The CISC-RISC hybrids (Pentium and Athlon) are all out designs that really should be compared to Alpha 21264's and Power4's (where performance is designed in without respect to other costs) and the CISC designs fall short compared to those RISC designs. Compare the Pentium for Portable designs to the PowerPCs and they fall flat on their face and aren't in the same league.
Adding complexity (to get the same performance) isn't the design goals of RISC, and it certainly doesn't have the same design philosophy. In fact the old CISC half of Pentiums is just wasted space (power, heat, cost, complexity, time) which prevents the RISC part from being a really good design. If Intel threw away the CISC preprocessor, and went to real RISC, they could achieve more performance in less area, with less power consumption, less cost to manufacture, and less heat produced. That chip could be called RISC. Intel knows this and that is what they are trying to do this more (but still have the x86 emulator) with their Merced (Itanium) chip. So Intel itself knows the truth, and they are trying to use the latest RISC concepts (and then some, which are evolving into what we should start calling post-RISC) -- but it is still Intels attempt to catch up with (or leap ahead of) the rest of the industry. Eventually Intel might even drop the tumorous growth (x86 emulator) off the Itanium and make it a more efficient design -- but we'll have to wait and see.
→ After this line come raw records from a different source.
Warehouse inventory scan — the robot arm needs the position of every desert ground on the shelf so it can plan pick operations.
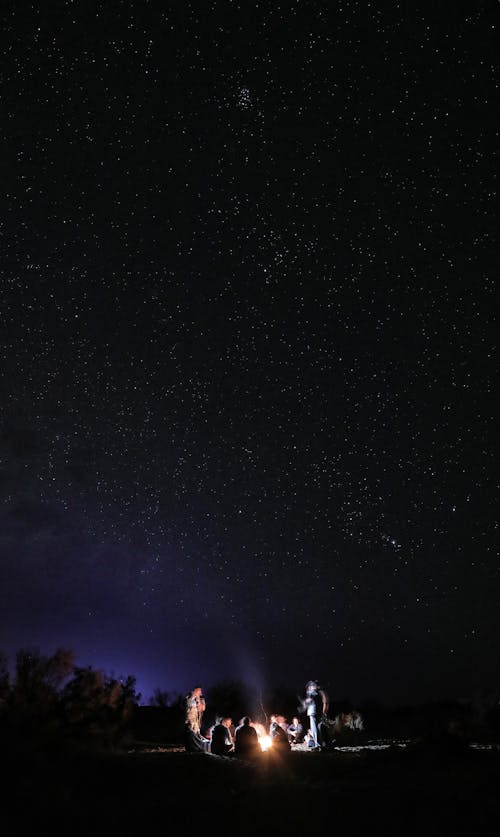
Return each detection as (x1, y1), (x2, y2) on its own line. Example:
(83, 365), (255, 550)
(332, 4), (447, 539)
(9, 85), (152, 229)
(2, 720), (500, 837)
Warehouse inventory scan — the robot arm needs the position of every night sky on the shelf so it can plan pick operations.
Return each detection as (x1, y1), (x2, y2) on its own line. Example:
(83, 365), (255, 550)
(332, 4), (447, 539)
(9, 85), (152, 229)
(0, 0), (500, 704)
RISC is about factoring the instructions to save space and complexity and use that savings elsewhere. CISC was about keeping lots of older instructions and just adding more and more in. Breaking down CISC instructions into something smaller is nothing new -- that has been done since the 70's and was called microcode. This was being done before RISC and was part of the inspiration to create RISC in the first place. So now Intel has added a more sophisticated microcode engine that is almost a RISC-engine -- that isn't a revolution, and that isn't the same as RISC. In fact the whole point of going to RISC was to eliminate microcode and certainly not to create more of it.
RISC is just a design philosophy -- it doesn't cure world hunger, and just the name/philsophy itself doesn't guarantee a good implementation. Why some people are insistant that their processors are RISC, when clearly they are not, is beyond me. So the next time someone tells you the Athlon, Celeron, PentiumPro, PentiumII, or PentiumIII is RISC, you can chuckle knowingly, pat them on the head, and send them on their way -- they obviously just don't understand RISC, and what they are talking about -- or they worse and they do and are trying to misinform or confuse people because of their own insecurities, or the truth is something they just don't want to face.